Nginx是一個高性能的HTTP和反向代理服務器。Nginx access日誌記錄了web應用的訪問記錄。大致記錄了訪問方式(POST/GET)、客戶端IP、遠程用戶、請求時間、請求狀態碼、訪問host地址、請求頁面大小、reffer信息、x_forwarded_for地址等等。nginx access日誌的格式不是一成不變的,是可以自定義的。Nginx access具體日誌格式與在服務器的存儲位置可以查看nginx.conf配置文件。Nginx詳細記錄了每一次web請求。
設置nginx日誌格式
默認變量格式:log_format combined '$remote_addr - $remote_user [$time_local] "$request" $status $body_bytes_sent "$http_referer" "$http_user_agent"';
$remote_addr變量:記錄了客戶端的IP地址(普通情況下)。
$remote_user變量:當nginx開啓了用戶認證功能後,此變量記錄了客戶端使用了哪個用戶進行了認證。
$time_local變量:記錄了當前日誌條目的時間。
$request變量:記錄了當前http請求的方法、url和http協議版本。
$status變量:記錄了當前http請求的響應狀態,即響應的狀態碼,比如200、404等響應碼,都記錄在此變量中。
$body_bytes_sent變量:記錄了nginx響應客戶端請求時,發送到客戶端的字節數,不包含響應頭的大小。
$http_referer變量:記錄了當前請求是從哪個頁面過來的,比如你點了A頁面中的超鏈接才產生了這個請求,那麼此變量中就記錄了A頁面的url。
$http_user_agent變量:記錄了客戶端的軟件信息,比如,瀏覽器的名稱和版本號。
增加變量:
'"$http_host" "$request_time" "$upstream_response_time" "$upstream_connect_time" "$upstream_header_time"';
$http_host 請求地址,即瀏覽器中你輸入的地址(IP或域名)
$request_time:處理請求的總時間,包含了用戶數據接收時間
$upstream_response_time:建立連接和從上游服務器接收響應主體的最後一個字節之間的時間
$upstream_connect_time:花費在與上游服務器建立連接上的時間
$upstream_header_time:建立連接和從上游服務器接收響應頭的第一個字節之間的時間
修改後的自定義格式:
log_format main '$remote_addr - $remote_user [$time_local] "$request" '
'$status $body_bytes_sent "$http_referer" '
'"$http_user_agent" "$http_x_forwarded_for" '
'"$http_host" "$request_time" "$upstream_response_time" "$upstream_connect_time" "$upstream_header_time"';
Nginx的詳細配置 參考:http://www.zsythink.net/archives/3213
解析nginx日誌
日誌內容:
192.168.100.175 - - [14/Jun/2020:20:18:59 +0800] "POST /mall_open_api.php?token=9f1063d6bf1ec1 HTTP/1.0" 300 1829 "-" "Dart/2.8 (dart:io)" "-" "mall-api.carisok.com" "0.556" "0.556" "0.000" "0.556"

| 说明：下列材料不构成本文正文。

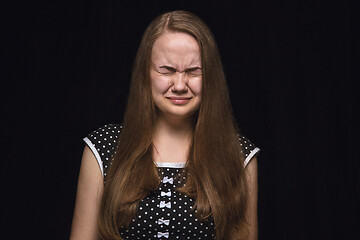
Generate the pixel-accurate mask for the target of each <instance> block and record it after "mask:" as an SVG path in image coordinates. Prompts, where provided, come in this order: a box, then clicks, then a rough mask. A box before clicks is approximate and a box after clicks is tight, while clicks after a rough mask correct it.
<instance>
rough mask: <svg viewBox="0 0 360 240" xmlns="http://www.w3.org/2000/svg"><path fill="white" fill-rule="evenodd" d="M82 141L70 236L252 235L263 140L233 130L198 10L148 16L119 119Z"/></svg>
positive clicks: (127, 236)
mask: <svg viewBox="0 0 360 240" xmlns="http://www.w3.org/2000/svg"><path fill="white" fill-rule="evenodd" d="M84 140H85V142H86V143H87V146H86V147H85V150H84V154H83V159H82V164H81V170H80V175H79V182H78V192H77V199H76V206H75V212H74V219H73V225H72V232H71V237H70V238H71V239H99V238H101V239H214V238H216V239H225V240H228V239H257V160H256V154H257V153H258V151H259V149H258V148H256V147H255V146H254V145H253V144H251V143H250V142H249V141H248V140H247V139H246V138H244V137H242V136H240V135H239V134H238V131H237V128H236V124H235V123H234V120H233V117H232V114H231V105H230V101H229V94H228V89H227V85H226V79H225V76H224V73H223V68H222V65H221V61H220V56H219V53H218V50H217V46H216V43H215V40H214V37H213V35H212V33H211V32H210V30H209V29H208V27H207V26H206V25H205V24H204V23H203V22H202V21H201V20H200V19H199V18H198V17H197V16H195V15H193V14H191V13H188V12H185V11H174V12H169V13H165V14H162V15H161V16H159V17H157V18H156V19H155V20H153V22H152V23H151V24H150V25H149V26H148V28H147V29H146V31H145V33H144V36H143V38H142V41H141V43H140V46H139V50H138V53H137V56H136V59H135V63H134V68H133V74H132V79H131V88H130V95H129V99H128V104H127V108H126V112H125V117H124V122H123V125H122V126H121V125H116V124H111V125H107V126H105V127H103V128H100V129H98V130H96V131H94V132H93V133H91V134H89V135H88V137H86V138H85V139H84ZM99 166H100V168H99Z"/></svg>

192.168.100.173 - - [14/Jun/2020:20:18:59 +0800] "POST /mall_open_api.php?token=a3a9c69 HTTP/1.0" 200 1829 "-" "Dart/2.8 (dart:io)" "-" "mall-api.carisok.com" "0.446" "0.445" "0.000" "0.445"
192.168.100.175 - - [14/Jun/2020:20:19:03 +0800] "POST /mall_open_api.php?token=b9b0eadf7 HTTP/1.0" 200 731 "-" "Dart/2.8 (dart:io)" "-" "mall-api.carisok.com" "0.153" "0.154" "0.000" "0.154"
192.168.100.176 - - [14/Jun/2020:20:19:14 +0800] "POST /mall_open_api.php?token=242b947c HTTP/1.0" 200 97 "-" "Dart/2.8 (dart:io)" "-" "mall-api.carisok.com" "0.425" "0.425" "0.000" "0.425"
日誌解析:正則表達式,通過java的pattern和matter類捕獲變量
String pattern = "(?<ip>\\d+\\.\\d+\\.\\d+\\.\\d+)(?<datetime> - - \\[(.*?)])(?<t1>\\s[\\\\\"]+)(?<requestMethod>[A-Z[/url]]+)(?<t2> )(?<requestUrl>\\S+\\s+)(?<protocol>\\S+\")(?<status> \\d+)(?<bytes> \\d+)" +
"(?<referer> \"(.*?)\")(?<agent> \"(.*?)\")(?<forwarded> \"(.*?)\")(?<host> \"(.*?)\")" +
"(?<requestTime> \"(.*?)\")(?<responseTime> \"(.*?)\")(?<connectTime> \"(.*?)\")(?<headerTime> \"(.*?)\")"
實現代碼: 先逐行讀取文件中的日誌,存儲到list中,然後通過並行計算框架 ForkJoin 解析list中每一個日誌信息併合並相同URI的統計信息。最終得出每條URI當天的訪問統計數據(總的訪問次數、成功次數、平均訪問響應時間等)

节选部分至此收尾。